Peugeot se présente dès le mois de juin 1912 au départ de la Coupe du Journal L'Auto. Sur la ligne de départ, la nouvelle voiture baptisée L3 dispose d'un moteur d'une cylindrée de 3 litres, un 4 cylindres en ligne à deux arbre à cames en tête commandés par un renvoi d'angle à l'aide d'un arbre vertical placé à l'avant. Cette belle pièce de mécanique de 3 litres de cylindrée est également pourvue d'une culasse hémisphérique qui accueille 4 soupapes inclinées par cylindre. Le 26 juin 1912, c'est le Type L76 qui se présente au grand Prix de l'ACF. La cylindrée du moteur est de 7,6 litres et le dispositif de distribution est pratiquement semblable à celui de la L3 sauf que la commande des soupapes est à système desmodromique. Georges Boillot remporte l'épreuve et confirmera son excellent pilotage en remportant trois autres épreuves lors du Meeting de la Sarthe en mai 1913. C'est au cours de ces épreuves que la L76 est dotée d'un carénage de radiateur afin d'améliorer sa pénétration dans l'air.

Signalons qu'auparavant, en septembre 1912, un autre pilote de Peugeot se fit remarquer. Pilotant un Type L3, Paolo Zuccarelli remporte sa première victoire au Grand Prix de France. Cette supériorité de la marque sera confirmée en 1913. Mais c'est un autre chapitre.

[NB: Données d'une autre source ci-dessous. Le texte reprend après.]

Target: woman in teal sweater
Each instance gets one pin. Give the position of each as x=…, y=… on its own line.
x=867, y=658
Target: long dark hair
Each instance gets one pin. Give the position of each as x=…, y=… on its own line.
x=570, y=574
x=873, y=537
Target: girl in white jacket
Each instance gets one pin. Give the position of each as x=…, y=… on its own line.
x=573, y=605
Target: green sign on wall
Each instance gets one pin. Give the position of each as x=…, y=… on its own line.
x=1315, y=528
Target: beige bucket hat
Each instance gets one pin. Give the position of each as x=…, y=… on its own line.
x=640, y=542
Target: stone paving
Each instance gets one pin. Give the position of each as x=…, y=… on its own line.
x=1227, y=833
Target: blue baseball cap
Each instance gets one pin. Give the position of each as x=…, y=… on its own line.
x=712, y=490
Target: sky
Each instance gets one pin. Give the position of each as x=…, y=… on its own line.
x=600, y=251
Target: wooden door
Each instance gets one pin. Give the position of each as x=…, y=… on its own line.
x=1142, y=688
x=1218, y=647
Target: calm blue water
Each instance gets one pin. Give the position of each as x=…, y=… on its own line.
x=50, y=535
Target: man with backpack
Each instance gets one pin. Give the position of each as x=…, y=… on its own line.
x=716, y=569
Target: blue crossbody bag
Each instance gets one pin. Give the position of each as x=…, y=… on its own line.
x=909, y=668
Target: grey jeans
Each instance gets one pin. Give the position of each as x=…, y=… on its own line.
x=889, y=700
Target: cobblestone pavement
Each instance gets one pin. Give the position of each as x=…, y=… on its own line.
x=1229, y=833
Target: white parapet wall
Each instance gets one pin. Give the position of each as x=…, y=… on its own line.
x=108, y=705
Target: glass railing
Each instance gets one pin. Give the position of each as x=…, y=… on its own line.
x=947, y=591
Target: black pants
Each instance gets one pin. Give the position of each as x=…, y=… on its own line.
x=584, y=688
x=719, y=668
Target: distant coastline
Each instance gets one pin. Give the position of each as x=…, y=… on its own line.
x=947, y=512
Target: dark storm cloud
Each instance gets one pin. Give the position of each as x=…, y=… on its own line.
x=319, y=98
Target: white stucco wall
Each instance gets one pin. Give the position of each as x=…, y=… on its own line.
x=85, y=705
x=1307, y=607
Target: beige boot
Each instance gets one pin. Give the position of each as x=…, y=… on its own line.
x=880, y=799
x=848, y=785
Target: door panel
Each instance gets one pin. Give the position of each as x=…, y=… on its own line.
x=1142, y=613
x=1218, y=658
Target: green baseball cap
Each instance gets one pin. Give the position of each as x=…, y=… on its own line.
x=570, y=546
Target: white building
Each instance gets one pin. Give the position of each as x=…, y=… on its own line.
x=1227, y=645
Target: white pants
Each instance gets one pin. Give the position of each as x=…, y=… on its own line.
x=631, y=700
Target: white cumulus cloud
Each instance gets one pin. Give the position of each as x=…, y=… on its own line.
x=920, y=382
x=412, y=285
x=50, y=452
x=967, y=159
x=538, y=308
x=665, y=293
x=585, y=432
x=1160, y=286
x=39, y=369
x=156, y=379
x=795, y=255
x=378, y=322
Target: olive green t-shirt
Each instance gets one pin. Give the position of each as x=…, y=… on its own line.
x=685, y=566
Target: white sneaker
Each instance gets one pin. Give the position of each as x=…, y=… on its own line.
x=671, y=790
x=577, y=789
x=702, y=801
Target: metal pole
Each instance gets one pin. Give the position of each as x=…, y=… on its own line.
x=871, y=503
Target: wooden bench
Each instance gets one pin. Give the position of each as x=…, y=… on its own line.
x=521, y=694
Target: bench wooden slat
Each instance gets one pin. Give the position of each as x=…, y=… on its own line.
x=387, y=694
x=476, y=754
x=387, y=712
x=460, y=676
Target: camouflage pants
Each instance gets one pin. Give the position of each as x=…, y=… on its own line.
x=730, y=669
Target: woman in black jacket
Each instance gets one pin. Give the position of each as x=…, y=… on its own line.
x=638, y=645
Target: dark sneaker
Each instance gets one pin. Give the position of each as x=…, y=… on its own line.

Les Lion-Peugeot VA, VC, V2 et V4C

Parallèlement aux voitures de compétition, Peugeot poursuit sa production de modèles très conventionnels dotés de moteurs monocylindre, les types VA et VC, ainsi que des voitures dotées de moteurs bicylindrique, les types V2. Ces moteurs, aux performances modestes, de 35 à 60 km/h, sont souvent lourdement carrossés. En 1912, Peugeot conforte sa gamme avec l'arrivée d'un 4 cylindres en V de 1.888 cm3, le premier de la marque. Ces moteurs, qui équipent les V4C3, développent une vingtaine de chevaux. Le Type V4C3 sera d'ailleurs le plus produit avec 653 exemplaires entre 1912 et 1913. Ce sont les Types VD, V4D et VD2 qui seront proposés entre 1913 et 1915, après 2.000 exemplaires. Le 4 cylindres sera abandonné après 1915. Disponibles en version tonneau, phaéton avec ou sans spider et en double phaéton. Les modèles seront très bien vendus en raison d'un coût d'utilisation modéré mais également grâce aux victoires en course qui consolident la réputation de la marque Lion-Peugeot, malgré le manque de performances de ces types de production.

4 cylindres en V (à gauche), le modèle VC2 de 1919 (à droite) dispose du monocylindre en V 110 x 110 mm de 10 ch.